In order to check if the examined fungus is pathogenic for St. John's wort seeds we made a trial in greenhouse in pots (20 cm in diameter) filled with sterile water. When the sterilization was over the soil was moistured with sterile water. The pure culture of the fungus, genus Fusarium oxysporum, was cultivated in Petri dishes. The cultures were 7 days old. With the culture of the fungus from one of the Petri dishes we infected the soil in one pot. We used a sterile scalpel to chop the rest of the ground mixed with the soil in the pot. In those pots we cultivated seedlings of St. John's wort seeds. There were 15 pots. The soil around the root systems in 10 pots was infected in the same way with the culture of the fungus. The other 5 pots were used for control. In those pots everything was done in the same way, but without the presence of the fungus. The pots were kept into greenhouse at the temperatures of 25°C - 30°C, (12 hours 25°C, 12 hours 30°C; air humidity 90%; 12 hours in light, 12 hours in dark, alternately).

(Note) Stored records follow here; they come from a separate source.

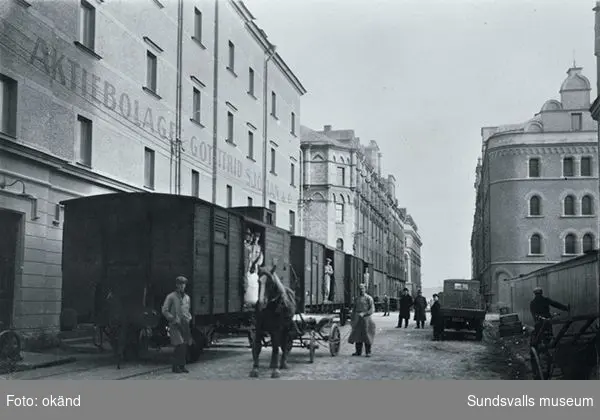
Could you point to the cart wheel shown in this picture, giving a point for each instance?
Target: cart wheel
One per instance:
(10, 346)
(335, 340)
(312, 347)
(536, 365)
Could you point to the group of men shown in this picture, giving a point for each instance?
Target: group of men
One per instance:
(176, 309)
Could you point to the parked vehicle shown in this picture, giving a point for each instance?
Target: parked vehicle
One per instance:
(462, 307)
(133, 245)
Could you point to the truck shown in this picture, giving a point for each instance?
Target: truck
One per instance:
(462, 307)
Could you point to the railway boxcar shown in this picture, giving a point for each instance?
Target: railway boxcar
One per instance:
(135, 244)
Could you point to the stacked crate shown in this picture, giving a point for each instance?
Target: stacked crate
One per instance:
(510, 325)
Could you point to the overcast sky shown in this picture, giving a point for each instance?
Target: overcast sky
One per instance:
(421, 78)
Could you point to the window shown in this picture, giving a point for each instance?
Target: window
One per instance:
(292, 174)
(588, 242)
(85, 141)
(535, 244)
(197, 25)
(292, 222)
(569, 205)
(231, 65)
(341, 175)
(88, 25)
(534, 206)
(576, 122)
(339, 212)
(273, 155)
(534, 168)
(586, 166)
(8, 106)
(197, 106)
(250, 144)
(587, 205)
(568, 167)
(229, 127)
(148, 168)
(151, 71)
(251, 81)
(229, 196)
(195, 183)
(570, 244)
(272, 216)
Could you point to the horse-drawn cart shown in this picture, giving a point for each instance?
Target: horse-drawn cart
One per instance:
(308, 333)
(571, 353)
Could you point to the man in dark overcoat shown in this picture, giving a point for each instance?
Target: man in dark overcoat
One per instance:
(420, 305)
(405, 303)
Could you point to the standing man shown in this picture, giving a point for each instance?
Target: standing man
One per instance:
(177, 311)
(436, 319)
(540, 307)
(386, 305)
(405, 303)
(363, 327)
(420, 306)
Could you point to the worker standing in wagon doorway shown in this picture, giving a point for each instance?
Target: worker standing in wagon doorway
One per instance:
(540, 307)
(177, 311)
(363, 326)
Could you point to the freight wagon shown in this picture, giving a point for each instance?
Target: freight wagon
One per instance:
(133, 245)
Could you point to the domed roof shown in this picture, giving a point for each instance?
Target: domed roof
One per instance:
(551, 105)
(575, 80)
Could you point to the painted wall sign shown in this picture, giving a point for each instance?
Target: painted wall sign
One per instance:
(74, 76)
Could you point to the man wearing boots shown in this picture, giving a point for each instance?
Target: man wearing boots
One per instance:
(177, 311)
(363, 326)
(405, 304)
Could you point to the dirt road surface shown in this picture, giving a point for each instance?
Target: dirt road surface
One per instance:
(397, 354)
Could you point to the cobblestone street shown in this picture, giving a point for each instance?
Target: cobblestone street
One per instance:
(397, 354)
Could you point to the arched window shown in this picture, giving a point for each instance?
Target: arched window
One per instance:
(570, 244)
(587, 205)
(535, 206)
(535, 244)
(588, 242)
(569, 205)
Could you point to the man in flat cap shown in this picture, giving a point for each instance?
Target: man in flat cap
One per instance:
(177, 311)
(540, 307)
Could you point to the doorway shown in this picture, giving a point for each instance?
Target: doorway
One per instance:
(10, 223)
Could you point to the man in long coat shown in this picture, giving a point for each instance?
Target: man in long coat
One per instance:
(436, 319)
(405, 303)
(363, 326)
(420, 305)
(176, 309)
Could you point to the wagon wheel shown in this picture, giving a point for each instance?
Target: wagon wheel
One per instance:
(312, 346)
(335, 340)
(10, 346)
(289, 345)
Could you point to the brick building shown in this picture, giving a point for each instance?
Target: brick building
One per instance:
(90, 104)
(536, 190)
(347, 204)
(412, 254)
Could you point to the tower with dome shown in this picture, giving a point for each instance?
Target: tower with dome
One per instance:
(536, 190)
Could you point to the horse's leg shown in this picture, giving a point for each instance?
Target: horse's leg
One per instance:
(284, 348)
(256, 347)
(276, 343)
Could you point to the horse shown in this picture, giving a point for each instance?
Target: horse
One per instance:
(274, 315)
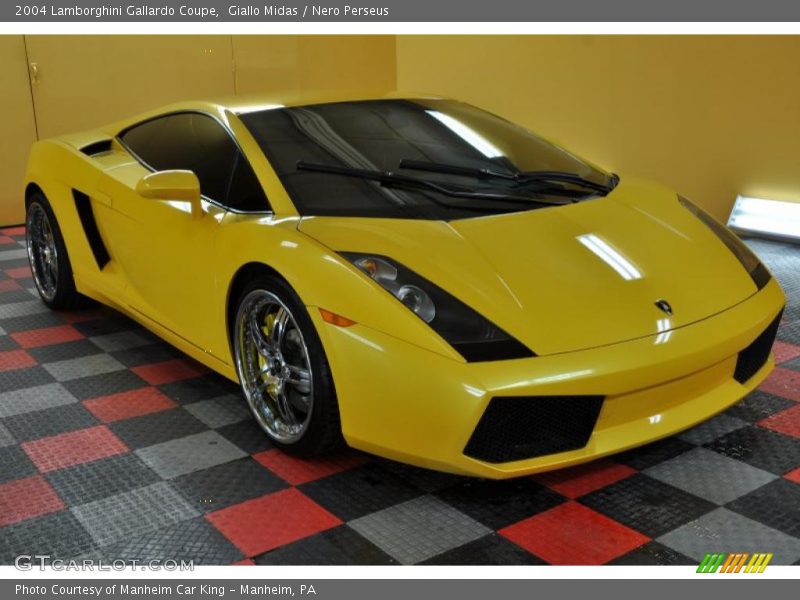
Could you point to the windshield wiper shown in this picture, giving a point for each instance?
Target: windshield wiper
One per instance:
(389, 179)
(521, 177)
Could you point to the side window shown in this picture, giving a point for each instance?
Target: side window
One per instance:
(198, 143)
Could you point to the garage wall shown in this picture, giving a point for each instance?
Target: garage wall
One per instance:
(17, 127)
(80, 82)
(711, 116)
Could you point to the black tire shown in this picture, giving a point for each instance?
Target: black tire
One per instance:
(65, 296)
(323, 432)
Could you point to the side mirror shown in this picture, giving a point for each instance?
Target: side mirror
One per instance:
(172, 185)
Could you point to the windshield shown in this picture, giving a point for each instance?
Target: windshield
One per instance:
(480, 163)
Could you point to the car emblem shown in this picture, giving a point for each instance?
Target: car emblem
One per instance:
(664, 306)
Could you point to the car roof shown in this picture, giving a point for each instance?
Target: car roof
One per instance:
(252, 102)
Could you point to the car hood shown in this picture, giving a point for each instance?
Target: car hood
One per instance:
(565, 278)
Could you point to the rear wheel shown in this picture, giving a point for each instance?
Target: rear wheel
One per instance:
(48, 258)
(283, 370)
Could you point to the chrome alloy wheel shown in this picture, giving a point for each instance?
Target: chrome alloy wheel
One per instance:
(42, 252)
(272, 361)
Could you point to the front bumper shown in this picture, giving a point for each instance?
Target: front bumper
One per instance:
(408, 404)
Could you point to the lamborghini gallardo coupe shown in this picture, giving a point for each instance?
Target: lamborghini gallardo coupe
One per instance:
(411, 276)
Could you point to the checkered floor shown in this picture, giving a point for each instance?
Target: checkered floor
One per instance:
(114, 445)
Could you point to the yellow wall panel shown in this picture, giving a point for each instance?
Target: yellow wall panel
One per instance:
(87, 81)
(320, 63)
(17, 128)
(712, 116)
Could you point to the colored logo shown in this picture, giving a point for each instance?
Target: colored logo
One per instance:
(739, 562)
(664, 306)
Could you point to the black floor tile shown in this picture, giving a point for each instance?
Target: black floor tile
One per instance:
(227, 484)
(101, 478)
(761, 448)
(247, 435)
(647, 505)
(653, 554)
(65, 351)
(491, 549)
(650, 455)
(24, 378)
(497, 504)
(15, 464)
(106, 384)
(155, 428)
(338, 546)
(199, 388)
(193, 540)
(28, 322)
(50, 421)
(776, 504)
(360, 491)
(145, 355)
(759, 405)
(59, 535)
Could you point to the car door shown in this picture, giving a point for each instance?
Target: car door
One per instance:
(166, 251)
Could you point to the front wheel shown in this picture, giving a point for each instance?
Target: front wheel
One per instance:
(283, 370)
(47, 254)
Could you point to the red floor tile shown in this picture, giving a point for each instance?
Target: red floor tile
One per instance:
(79, 316)
(785, 352)
(128, 404)
(27, 498)
(19, 272)
(793, 475)
(571, 534)
(73, 448)
(786, 421)
(783, 382)
(271, 521)
(6, 285)
(15, 359)
(580, 480)
(47, 336)
(168, 371)
(297, 471)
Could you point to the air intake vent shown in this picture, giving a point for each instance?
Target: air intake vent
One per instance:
(752, 358)
(97, 148)
(519, 427)
(83, 204)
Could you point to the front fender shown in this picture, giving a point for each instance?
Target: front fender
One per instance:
(320, 277)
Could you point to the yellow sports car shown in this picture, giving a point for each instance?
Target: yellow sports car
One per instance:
(413, 276)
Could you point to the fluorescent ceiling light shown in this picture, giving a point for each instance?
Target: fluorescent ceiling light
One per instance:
(611, 256)
(769, 217)
(466, 133)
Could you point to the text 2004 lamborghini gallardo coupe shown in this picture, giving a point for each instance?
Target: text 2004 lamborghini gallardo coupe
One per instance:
(414, 276)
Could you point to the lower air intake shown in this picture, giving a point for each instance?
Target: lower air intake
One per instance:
(519, 427)
(752, 358)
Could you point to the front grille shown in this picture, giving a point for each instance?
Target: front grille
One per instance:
(519, 427)
(752, 358)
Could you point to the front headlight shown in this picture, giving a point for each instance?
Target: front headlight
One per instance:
(757, 271)
(470, 334)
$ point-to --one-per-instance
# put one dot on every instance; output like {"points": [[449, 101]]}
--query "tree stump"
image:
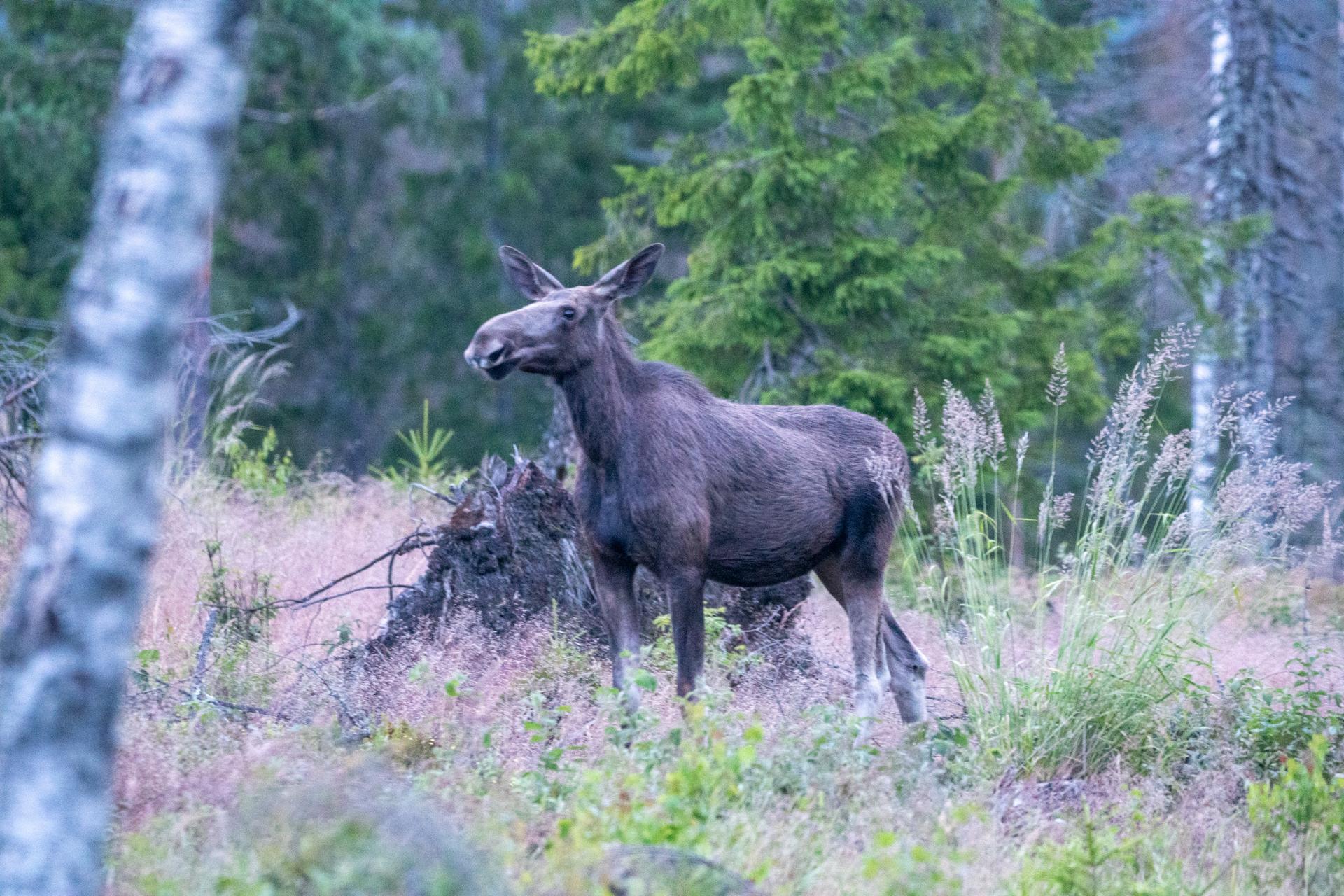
{"points": [[512, 551]]}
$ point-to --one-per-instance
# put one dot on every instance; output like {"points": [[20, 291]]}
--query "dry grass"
{"points": [[511, 743]]}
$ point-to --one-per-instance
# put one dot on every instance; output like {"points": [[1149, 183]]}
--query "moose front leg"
{"points": [[686, 599], [615, 580]]}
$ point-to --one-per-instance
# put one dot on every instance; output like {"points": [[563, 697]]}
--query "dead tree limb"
{"points": [[96, 491]]}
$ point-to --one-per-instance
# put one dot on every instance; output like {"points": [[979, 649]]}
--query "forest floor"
{"points": [[470, 758]]}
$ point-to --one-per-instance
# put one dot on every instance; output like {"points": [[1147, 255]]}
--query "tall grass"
{"points": [[1065, 669]]}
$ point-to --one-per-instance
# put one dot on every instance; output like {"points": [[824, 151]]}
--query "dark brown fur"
{"points": [[696, 488]]}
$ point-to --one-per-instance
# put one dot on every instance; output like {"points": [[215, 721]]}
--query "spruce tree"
{"points": [[864, 216]]}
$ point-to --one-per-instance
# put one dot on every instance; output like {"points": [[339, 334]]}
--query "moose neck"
{"points": [[597, 396]]}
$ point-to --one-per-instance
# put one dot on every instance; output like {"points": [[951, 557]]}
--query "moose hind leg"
{"points": [[862, 602], [686, 596], [907, 666], [863, 605], [615, 580]]}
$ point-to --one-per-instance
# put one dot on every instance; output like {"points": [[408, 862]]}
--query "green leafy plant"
{"points": [[429, 463], [1096, 860], [242, 609], [1273, 724], [1298, 817], [262, 470]]}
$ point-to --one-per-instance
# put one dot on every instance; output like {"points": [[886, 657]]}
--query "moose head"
{"points": [[562, 330]]}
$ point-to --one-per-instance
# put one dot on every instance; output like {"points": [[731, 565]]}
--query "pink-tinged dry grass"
{"points": [[451, 711], [298, 545]]}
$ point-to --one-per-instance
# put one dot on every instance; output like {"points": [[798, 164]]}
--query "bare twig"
{"points": [[203, 650]]}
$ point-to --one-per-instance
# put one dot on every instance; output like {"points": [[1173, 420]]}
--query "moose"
{"points": [[695, 488]]}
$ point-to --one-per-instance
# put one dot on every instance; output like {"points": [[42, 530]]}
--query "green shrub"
{"points": [[1273, 724], [261, 470], [1298, 822]]}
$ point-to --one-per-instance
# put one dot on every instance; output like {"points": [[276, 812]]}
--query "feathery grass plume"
{"points": [[1086, 665], [924, 429], [1057, 390]]}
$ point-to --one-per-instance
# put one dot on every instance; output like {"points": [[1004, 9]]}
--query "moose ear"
{"points": [[534, 281], [628, 277]]}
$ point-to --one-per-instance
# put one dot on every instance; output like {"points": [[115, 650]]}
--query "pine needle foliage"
{"points": [[864, 216]]}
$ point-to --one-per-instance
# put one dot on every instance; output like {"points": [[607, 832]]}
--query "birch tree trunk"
{"points": [[96, 493], [1205, 374]]}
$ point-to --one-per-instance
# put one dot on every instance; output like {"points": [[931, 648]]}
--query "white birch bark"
{"points": [[96, 492], [1205, 379]]}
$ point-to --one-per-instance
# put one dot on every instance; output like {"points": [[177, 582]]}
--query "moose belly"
{"points": [[760, 552]]}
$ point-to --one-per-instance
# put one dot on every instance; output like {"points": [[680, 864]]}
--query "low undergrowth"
{"points": [[1126, 700]]}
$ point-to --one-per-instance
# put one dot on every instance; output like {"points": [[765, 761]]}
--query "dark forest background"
{"points": [[860, 199]]}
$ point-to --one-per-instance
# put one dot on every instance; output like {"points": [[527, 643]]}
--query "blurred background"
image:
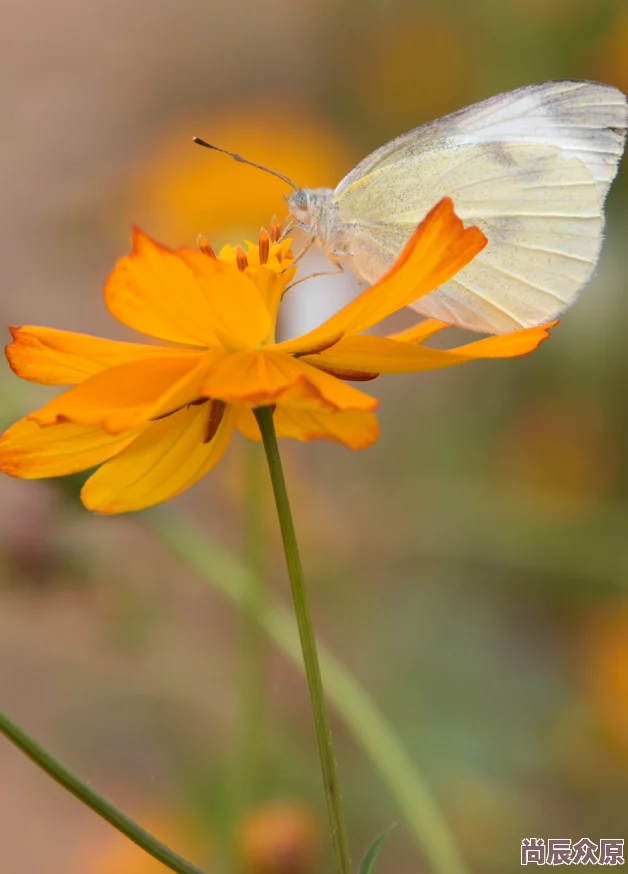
{"points": [[471, 568]]}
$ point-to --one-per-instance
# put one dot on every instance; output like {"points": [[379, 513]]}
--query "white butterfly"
{"points": [[531, 168]]}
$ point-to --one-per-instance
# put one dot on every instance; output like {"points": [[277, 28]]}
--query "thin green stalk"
{"points": [[105, 809], [338, 831], [359, 712], [253, 714]]}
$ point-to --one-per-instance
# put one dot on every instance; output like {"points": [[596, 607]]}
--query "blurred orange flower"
{"points": [[157, 419], [183, 188], [118, 855], [606, 673], [279, 838]]}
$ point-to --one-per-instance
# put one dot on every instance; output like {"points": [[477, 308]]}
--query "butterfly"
{"points": [[531, 168]]}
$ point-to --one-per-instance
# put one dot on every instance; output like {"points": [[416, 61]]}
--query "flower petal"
{"points": [[164, 460], [356, 429], [185, 297], [262, 377], [420, 332], [30, 452], [439, 248], [122, 398], [385, 355], [53, 357]]}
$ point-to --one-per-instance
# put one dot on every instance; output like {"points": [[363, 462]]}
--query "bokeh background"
{"points": [[471, 568]]}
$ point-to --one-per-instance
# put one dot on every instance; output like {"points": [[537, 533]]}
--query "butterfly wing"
{"points": [[531, 168]]}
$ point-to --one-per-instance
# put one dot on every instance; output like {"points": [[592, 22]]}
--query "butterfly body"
{"points": [[531, 168]]}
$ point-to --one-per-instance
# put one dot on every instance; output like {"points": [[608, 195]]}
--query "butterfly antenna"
{"points": [[242, 160]]}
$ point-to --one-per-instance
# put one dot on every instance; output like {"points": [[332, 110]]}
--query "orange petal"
{"points": [[439, 248], [384, 355], [356, 429], [53, 357], [166, 459], [263, 377], [185, 297], [420, 332], [124, 397], [30, 452]]}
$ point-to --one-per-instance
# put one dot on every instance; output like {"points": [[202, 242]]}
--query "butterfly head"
{"points": [[307, 206]]}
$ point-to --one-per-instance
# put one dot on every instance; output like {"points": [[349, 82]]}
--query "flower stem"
{"points": [[264, 416], [105, 809], [253, 716], [360, 713]]}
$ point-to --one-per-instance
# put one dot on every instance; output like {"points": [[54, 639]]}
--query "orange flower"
{"points": [[158, 418], [278, 838]]}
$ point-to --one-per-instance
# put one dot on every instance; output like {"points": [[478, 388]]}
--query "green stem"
{"points": [[253, 647], [338, 831], [92, 799], [359, 712]]}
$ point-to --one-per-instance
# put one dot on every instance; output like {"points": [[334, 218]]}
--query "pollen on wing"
{"points": [[241, 260], [264, 247], [205, 246], [275, 231]]}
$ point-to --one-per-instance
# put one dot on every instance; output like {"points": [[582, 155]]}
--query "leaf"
{"points": [[370, 857]]}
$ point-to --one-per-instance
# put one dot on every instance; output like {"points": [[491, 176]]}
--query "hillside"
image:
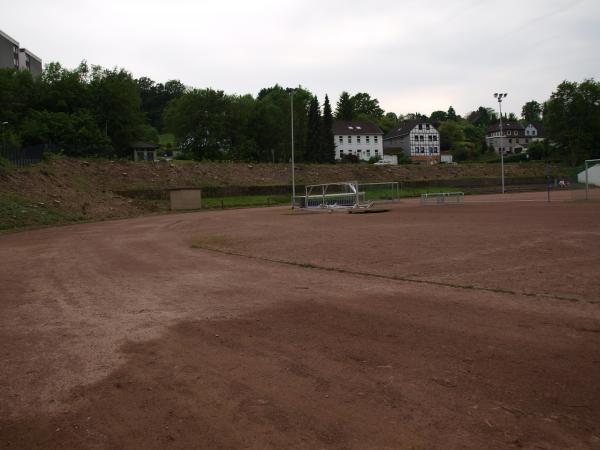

The first symptoms appeared one month later, the leaves turned into yellow, and necrosis noticed on the lower parts of the stem and on the root system. (Figure 6). Reisolation - the clean culture Fusarium oxysporum was obtained by separating parasite fungus from the pathogenic plants from the infected pots and growing them on the nutritive ground on PDA. When the morphological characteristics were examined we came to the conclusion that the reisolated fungus was identical to the one we got before the trial. Control plants were healthy. (Figure 7).

Figure 6. F. oxysporum infected seedlings	Figure 7. Control

Fusarium solani (Mart.) Appel & Wollenw. Emend. Snyder & Hansen

On the seed on filter paper it creates white, creamy and diluted mycelia. Pigmentation on filter paper varies, as in Fusarium oxysporum, from pale to dark violet.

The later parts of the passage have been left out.